Island in Lake Ladoga, Russia

Riekkalansaari (Риеккалансаари) is a 41 km2 island in the northern part of Lake Ladoga in Sortavalsky District, Republic of Karelia, Russia. The island is located east of the town of Sortavala and is connected to the mainland by a bridge.

== Geography ==
Riekkalansaari is 12 km long, 6 km wide, and has a surface area of 41 km2. It is located in the northern part of Lake Ladoga near the town of Sortavala, and is separated from the mainland by the Vorssunsalmi strait and Lyappyayarvi, a section of the lake. The easternmost sections of the island are part of the Ladoga Skerries National Park, covering much of the archipelago of northern Ladoga. The distance between Riekkalansaari and the mainland is about 100 m, and the island is connected to the mainland by a narrow one-lane pontoon bridge.

There are seven settlements on the island: Krasnaya Gorka, Lamberg, Nukuttalakhti, Oyavoys, Rantue, Tokkarlakhti and Zarechye. The settlements are administratively part of the urban settlement (municipality) of Sortavala and had a combined population of 325 in 2013.

== History ==
The earliest evidence of agriculture on Riekkalansaari dates to the 4th and 5th centuries, becoming more permanent from the 7th century onward. One of the earliest known Iron Age graveyards in the northern Ladoga area, dated to the 6th century, has been found near modern Nukuttalakhti.

Riekkalansaari is an old center of the Sortavala area, where the first church of the Serdobol pogost was built in the late 13th century. In a taxation document of the Vodskaya Pyatina of the Novgorod Land from 1500, the following villages were mentioned:
- Rigola (Ригола, later Tukianmäki)
- Igakshala (Игакшала, Ihaksela)
- Ruchane (Ручане; according to Saulo Kepsu, the same as Ojavoinen, as ручей and oja both mean 'stream')
- Rekala (Рѣкала, Riekkala)
- Navolok (Наволокъ, later Airinniemi)
- na Popove beregu / Popovo Poberezhye (на Поповѣ берегу, Попово Побережье, later Rantue); the name "priest's shore" referring to the church located there
- Parola (Парола)

After the 1617 Treaty of Stolbovo, the area of Ladoga Karelia became part of Sweden; the town of Sortavala was established nearby in 1632. In 1721, the area was returned to Russia after the Great Northern War. The Orthodox church in Rantue was rebuilt in 1765 and renovated in 1891. The church still exists today and is located within the modern settlement of Krasnaya Gorka.

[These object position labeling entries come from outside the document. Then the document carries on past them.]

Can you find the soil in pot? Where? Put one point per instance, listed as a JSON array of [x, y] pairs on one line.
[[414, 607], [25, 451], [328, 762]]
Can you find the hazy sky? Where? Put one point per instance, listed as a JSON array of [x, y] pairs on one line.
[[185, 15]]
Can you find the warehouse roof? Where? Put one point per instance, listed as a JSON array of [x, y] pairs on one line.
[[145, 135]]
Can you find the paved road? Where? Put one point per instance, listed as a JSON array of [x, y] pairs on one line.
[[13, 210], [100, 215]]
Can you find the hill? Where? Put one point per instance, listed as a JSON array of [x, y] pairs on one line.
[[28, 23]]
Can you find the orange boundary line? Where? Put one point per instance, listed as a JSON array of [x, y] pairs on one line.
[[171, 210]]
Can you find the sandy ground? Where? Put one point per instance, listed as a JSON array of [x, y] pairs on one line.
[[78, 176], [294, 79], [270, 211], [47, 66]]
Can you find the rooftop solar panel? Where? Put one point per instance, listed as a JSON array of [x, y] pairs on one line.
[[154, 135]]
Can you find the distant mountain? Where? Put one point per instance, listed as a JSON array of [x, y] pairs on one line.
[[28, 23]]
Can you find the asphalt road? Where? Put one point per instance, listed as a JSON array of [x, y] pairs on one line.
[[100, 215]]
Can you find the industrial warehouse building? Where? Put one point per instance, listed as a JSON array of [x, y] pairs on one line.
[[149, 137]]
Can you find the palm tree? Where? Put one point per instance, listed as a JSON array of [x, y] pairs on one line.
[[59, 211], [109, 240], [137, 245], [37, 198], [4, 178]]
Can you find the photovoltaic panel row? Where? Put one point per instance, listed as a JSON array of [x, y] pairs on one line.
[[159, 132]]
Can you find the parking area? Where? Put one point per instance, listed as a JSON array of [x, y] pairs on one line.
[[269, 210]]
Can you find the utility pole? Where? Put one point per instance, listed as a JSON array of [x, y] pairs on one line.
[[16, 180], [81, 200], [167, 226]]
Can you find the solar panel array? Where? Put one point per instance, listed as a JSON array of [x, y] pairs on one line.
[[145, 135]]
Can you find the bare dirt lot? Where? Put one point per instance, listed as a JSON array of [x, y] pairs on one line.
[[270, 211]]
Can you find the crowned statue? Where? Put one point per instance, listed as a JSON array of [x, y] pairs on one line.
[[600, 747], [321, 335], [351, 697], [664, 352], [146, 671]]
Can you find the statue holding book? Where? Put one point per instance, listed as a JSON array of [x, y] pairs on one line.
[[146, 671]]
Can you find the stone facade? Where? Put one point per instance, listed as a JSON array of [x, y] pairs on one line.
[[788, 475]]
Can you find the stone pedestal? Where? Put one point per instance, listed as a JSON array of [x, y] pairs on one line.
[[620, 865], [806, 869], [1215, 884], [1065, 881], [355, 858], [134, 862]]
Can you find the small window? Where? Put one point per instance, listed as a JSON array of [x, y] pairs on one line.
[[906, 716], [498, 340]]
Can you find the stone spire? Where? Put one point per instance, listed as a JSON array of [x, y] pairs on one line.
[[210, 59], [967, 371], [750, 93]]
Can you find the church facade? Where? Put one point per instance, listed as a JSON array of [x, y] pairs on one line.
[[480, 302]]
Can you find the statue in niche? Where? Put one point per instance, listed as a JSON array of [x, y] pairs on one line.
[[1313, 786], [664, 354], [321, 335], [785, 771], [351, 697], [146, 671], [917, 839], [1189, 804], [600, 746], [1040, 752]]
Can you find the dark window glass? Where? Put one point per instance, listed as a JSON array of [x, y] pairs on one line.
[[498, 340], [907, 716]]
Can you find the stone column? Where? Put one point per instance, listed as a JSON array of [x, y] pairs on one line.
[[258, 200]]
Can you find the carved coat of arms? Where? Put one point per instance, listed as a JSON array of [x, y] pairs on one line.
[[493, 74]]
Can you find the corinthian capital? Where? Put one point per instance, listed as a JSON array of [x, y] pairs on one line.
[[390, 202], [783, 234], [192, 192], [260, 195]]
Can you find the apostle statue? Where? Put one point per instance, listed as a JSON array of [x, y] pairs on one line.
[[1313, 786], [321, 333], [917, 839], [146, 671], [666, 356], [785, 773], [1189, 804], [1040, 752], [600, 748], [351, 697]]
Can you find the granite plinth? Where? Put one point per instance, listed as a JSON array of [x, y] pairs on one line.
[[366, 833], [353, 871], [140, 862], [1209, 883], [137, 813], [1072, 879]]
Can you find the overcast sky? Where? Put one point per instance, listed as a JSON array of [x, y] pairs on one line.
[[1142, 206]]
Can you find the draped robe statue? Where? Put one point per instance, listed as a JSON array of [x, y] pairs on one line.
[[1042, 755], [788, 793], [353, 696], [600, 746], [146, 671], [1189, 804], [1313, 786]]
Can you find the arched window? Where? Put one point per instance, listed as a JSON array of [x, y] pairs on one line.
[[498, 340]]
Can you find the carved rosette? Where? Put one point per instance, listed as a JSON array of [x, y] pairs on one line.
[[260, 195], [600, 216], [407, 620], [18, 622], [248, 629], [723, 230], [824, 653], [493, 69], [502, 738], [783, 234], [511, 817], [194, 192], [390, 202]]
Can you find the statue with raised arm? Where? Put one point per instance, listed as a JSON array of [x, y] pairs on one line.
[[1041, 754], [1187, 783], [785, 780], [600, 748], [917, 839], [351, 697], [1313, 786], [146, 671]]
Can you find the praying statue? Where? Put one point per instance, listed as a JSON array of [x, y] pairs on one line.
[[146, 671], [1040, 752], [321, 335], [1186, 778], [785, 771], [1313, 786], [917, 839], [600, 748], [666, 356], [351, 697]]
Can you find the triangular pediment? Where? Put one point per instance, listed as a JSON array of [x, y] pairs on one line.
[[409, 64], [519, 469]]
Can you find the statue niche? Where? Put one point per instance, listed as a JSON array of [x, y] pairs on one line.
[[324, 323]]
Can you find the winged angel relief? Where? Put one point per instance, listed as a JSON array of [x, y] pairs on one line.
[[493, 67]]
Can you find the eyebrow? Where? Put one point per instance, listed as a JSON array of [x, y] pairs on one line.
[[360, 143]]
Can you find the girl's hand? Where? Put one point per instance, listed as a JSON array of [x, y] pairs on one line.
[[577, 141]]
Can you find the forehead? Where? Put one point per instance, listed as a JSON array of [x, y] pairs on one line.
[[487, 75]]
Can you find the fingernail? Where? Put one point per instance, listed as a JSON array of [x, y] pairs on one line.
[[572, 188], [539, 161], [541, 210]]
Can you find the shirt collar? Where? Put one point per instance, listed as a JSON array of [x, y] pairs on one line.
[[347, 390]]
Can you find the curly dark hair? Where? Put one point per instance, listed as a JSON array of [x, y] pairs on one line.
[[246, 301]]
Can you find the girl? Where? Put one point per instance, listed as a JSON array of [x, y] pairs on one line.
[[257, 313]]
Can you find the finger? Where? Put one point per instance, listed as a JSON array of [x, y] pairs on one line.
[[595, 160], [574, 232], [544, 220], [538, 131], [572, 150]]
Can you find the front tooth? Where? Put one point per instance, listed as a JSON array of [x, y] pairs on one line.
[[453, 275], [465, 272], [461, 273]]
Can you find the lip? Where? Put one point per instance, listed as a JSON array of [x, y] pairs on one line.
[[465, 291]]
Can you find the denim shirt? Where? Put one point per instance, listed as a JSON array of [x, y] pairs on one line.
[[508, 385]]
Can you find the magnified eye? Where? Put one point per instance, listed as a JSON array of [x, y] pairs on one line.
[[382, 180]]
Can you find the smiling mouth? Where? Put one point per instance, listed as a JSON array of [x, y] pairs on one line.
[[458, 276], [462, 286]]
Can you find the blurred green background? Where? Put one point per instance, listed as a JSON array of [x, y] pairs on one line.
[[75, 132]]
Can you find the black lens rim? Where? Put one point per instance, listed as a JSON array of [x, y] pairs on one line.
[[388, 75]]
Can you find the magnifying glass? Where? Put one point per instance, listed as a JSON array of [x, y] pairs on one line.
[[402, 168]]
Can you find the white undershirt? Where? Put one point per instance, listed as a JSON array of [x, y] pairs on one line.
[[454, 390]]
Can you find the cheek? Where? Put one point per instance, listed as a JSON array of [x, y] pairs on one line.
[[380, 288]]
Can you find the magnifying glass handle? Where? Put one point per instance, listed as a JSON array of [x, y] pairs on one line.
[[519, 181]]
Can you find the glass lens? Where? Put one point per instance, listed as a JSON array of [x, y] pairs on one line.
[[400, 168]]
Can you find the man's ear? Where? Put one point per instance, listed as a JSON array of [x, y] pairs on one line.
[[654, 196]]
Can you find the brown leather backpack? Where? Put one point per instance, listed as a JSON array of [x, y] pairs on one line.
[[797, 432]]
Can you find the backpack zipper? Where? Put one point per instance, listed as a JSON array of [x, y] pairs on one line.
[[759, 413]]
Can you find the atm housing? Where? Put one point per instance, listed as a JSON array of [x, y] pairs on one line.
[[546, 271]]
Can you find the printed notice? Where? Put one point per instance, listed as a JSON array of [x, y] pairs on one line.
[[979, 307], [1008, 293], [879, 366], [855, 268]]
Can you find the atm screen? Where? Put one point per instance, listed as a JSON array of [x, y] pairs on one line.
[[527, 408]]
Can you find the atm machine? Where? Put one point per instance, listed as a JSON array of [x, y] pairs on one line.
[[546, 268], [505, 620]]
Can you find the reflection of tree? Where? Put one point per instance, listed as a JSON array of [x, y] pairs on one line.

In 1811, the Vyborg Governorate, including the Sortavala area, was transferred to the Grand Duchy of Finland, which became the independent country of Finland in 1917. Within Finland, Riekkalansaari was part of the municipality of Sortavalan maalaiskunta. In the 1930s, the island was populated by over 2,000 people in fourteen villages and four school districts. The villages of Airinniemi, Hakala, Heikkurinsaari, Ihaksela, Nukuttalahti, Ojavoinen, Parola, Pohjus, Rantue, Riekkala, Sinilä, Telkinniemi, Tokkarlahti and Tukianmäki were located on the island. Access to the mainland was provided by the Vorssu ferry.

After the area was ceded to the Soviet Union following the Winter and Continuation Wars, three kolkhozes were established on Riekkalansaari, in the villages of Lamberg, Nukuttalakhti and Hakala. The Hakala kolkhoz existed only for a few years and the entire village was abandoned soon after due to a lack of road access, while those in Lamberg and Nukuttalakhti were united and turned into a sovkhoz in 1953. After the nearby island of Tulolansaari was abandoned in the 1960s, its fields were converted into pastures for cattle kept in Lamberg. A fur farm also existed on Riekkalansaari from 1958 until the fall of the Soviet Union in 1991. A pontoon bridge between Riekkalansaari and the mainland was built in 1974 and renovated in 2012.